Re: [PATCH v3 10/10] convert: add filter.<driver>.process option

Jakub Narębski <jnareb@xxxxxxxxx> · Sun, 31 Jul 2016 00:05:31 +0200

W dniu 30.07.2016 o 01:38, larsxschneider@xxxxxxxxx pisze:
> From: Lars Schneider <larsxschneider@xxxxxxxxx>
> 
> Git's clean/smudge mechanism invokes an external filter process for every
> single blob that is affected by a filter. If Git filters a lot of blobs
> then the startup time of the external filter processes can become a
> significant part of the overall Git execution time.
> 
> This patch adds the filter.<driver>.process string option which, if used,
> keeps the external filter process running and processes all blobs with
> the following packet format (pkt-line) based protocol over standard input
> and standard output.

I think it would be nice to have here at least summary of the benchmarks
you did in https://github.com/github/git-lfs/pull/1382

> 
> Git starts the filter on first usage and expects a welcome
> message, protocol version number, and filter capabilities
> separated by spaces:
> ------------------------
> packet:          git< git-filter-protocol\n
> packet:          git< version 2\n
> packet:          git< capabilities clean smudge\n

Sorry for going back and forth, but now I think that 'capabilities' are
not really needed here, though they are in line with "version" in
the second packet / line, namely "version 2".  If it does not make
parsing more difficult...

> ------------------------
> Supported filter capabilities are "clean", "smudge", "stream",
> and "shutdown".

I'd rather put "stream" and "shutdown" capabilities into separate
patches, for easier review.

> 
> Afterwards Git sends a command (based on the supported
> capabilities), the filename including its path
> relative to the repository root, the content size as ASCII number
> in bytes, the content split in zero or many pkt-line packets,
> and a flush packet at the end:

I guess the following is the most basic example, with mode detailed
description left for the documentation.

> ------------------------
> packet:          git> smudge\n
> packet:          git> filename=path/testfile.dat\n
> packet:          git> size=7\n

So I see you went with "<variable>=<value>" idea, rather than "<value>"
(with <variable> defined by position in a sequence of 'header' packets),
or "<variable> <value>..." that introductory header uses.

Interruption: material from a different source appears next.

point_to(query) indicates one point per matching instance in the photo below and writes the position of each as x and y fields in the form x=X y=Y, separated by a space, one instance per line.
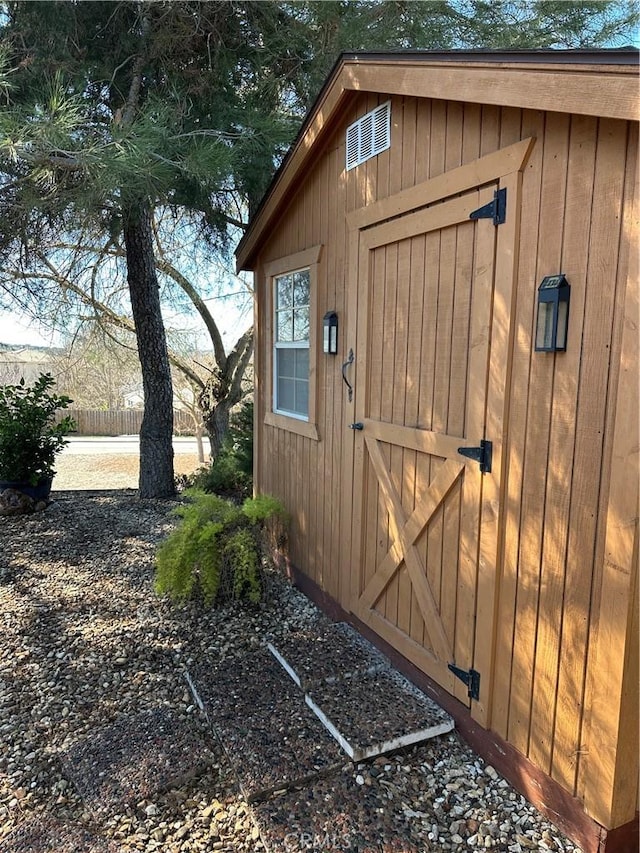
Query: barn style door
x=425 y=482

> packet:          git> CONTENT
> packet:          git> 0000
> ------------------------
> 
> The filter is expected to respond with the result content size as
> ASCII number in bytes. If the capability "stream" is defined then
> the filter must not send the content size. Afterwards the result
> content in send in zero or many pkt-line packets and a flush packet
> at the end. 

If it does not cost filter anything, it could send size upfront
(based on size of original, or based on external data), even if
it is prepared for streaming.

In the opposite case, where filter cannot stream because it requires
whole contents upfront (e.g. to calculate hash of the contents, or
to do operation that needs whole file like sorting or reversing lines),
it should always be able to calculate the size... or not.  For
example 'sort | uniq' filter needs whole input upfront for sort,
but it does not know how many lines will be in output without doing
the 'uniq' part.

So I think the ability of filter to provide size (or size hint) of
its output should be decoupled from streaming support.

>             Finally a "success" packet is send to indicate that
> everything went well.

That's a nice addition, and probably a necessary one, to the stream
protocol.  Git must know and consume it - we wouldn't be able to
retrofit it later.

> ------------------------
> packet:          git< size=57\n   (omitted with capability "stream")

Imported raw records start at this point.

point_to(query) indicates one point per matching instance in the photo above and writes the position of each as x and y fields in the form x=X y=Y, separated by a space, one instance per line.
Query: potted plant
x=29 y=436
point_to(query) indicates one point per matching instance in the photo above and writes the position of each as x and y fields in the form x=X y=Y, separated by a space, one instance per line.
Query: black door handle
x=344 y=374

I was thinking about having possible responses to receiving file
contents (or starting receiving in the streaming case) to be:

  packet:          git< ok size=7\n    (or "ok 7\n", if size is known)

or

  packet:          git< ok\n           (if filter does not know size upfront)

or

  packet:          git< fail <msg>\n   (or just "fail" + packet with msg)

The last would be when filter knows upfront that it cannot perform
the operation.  Though sending an empty file with non-"success" final
would work as well.

For example LFS filter (that is configured as not required) may refuse
to store files which are smaller than some pre-defined constant threshold.

> packet:          git< SMUDGED_CONTENT
> packet:          git< 0000
> packet:          git< success\n
> ------------------------
> 
> In case the filter cannot process the content, it is expected
> to respond with the result content size 0 (only if "stream" is
> not defined) and a "reject" packet.
> ------------------------
> packet:          git< size=0\n    (omitted with capability "stream")
> packet:          git< reject\n
> ------------------------

This is *wrong* idea!  Empty file, with size=0, can be a perfectly
legitimate response.  

For example rot13 filter should respond to an empty file on input
with an empty file on output.  LFS-like filters and encryption
mechanism should return empty file on fetch / decryption
if such empty file was stored / encrypted.

A strange LFS could even use filenames (with files being empty
themselves) as a lookup key for artifactory.  For example a kind
of CDN for common libraries, with version embedded in filename,
like 'libs/jquery-1.9.0.min.js', etc.

> 
> After the filter has processed a blob it is expected to wait for
> the next command. A demo implementation can be found in
> `t/t0021/rot13-filter.pl` located in the Git core repository.

If filter does not support "shutdown" capability (or if said
capability is postponed for later patch), it should behave sanely
when Git command reaps it (SIGTERM + wait + SIGKILL?, SIGCHLD?).

> 
> If the filter supports the "shutdown" capability then Git will
> send the "shutdown" command and wait until the filter answers
> with "done". This gives the filter the opportunity to perform
> cleanup tasks. Afterwards the filter is expected to exit.
> ------------------------
> packet:          git> shutdown\n
> packet:          git< done\n
> ------------------------

I guess there is no timeout mechanism: if filter hangs on shutdown,
then git command would also hang waiting for signal to exit.

> 
> If a filter.<driver>.clean or filter.<driver>.smudge command
> is configured then these commands always take precedence over
> a configured filter.<driver>.process command.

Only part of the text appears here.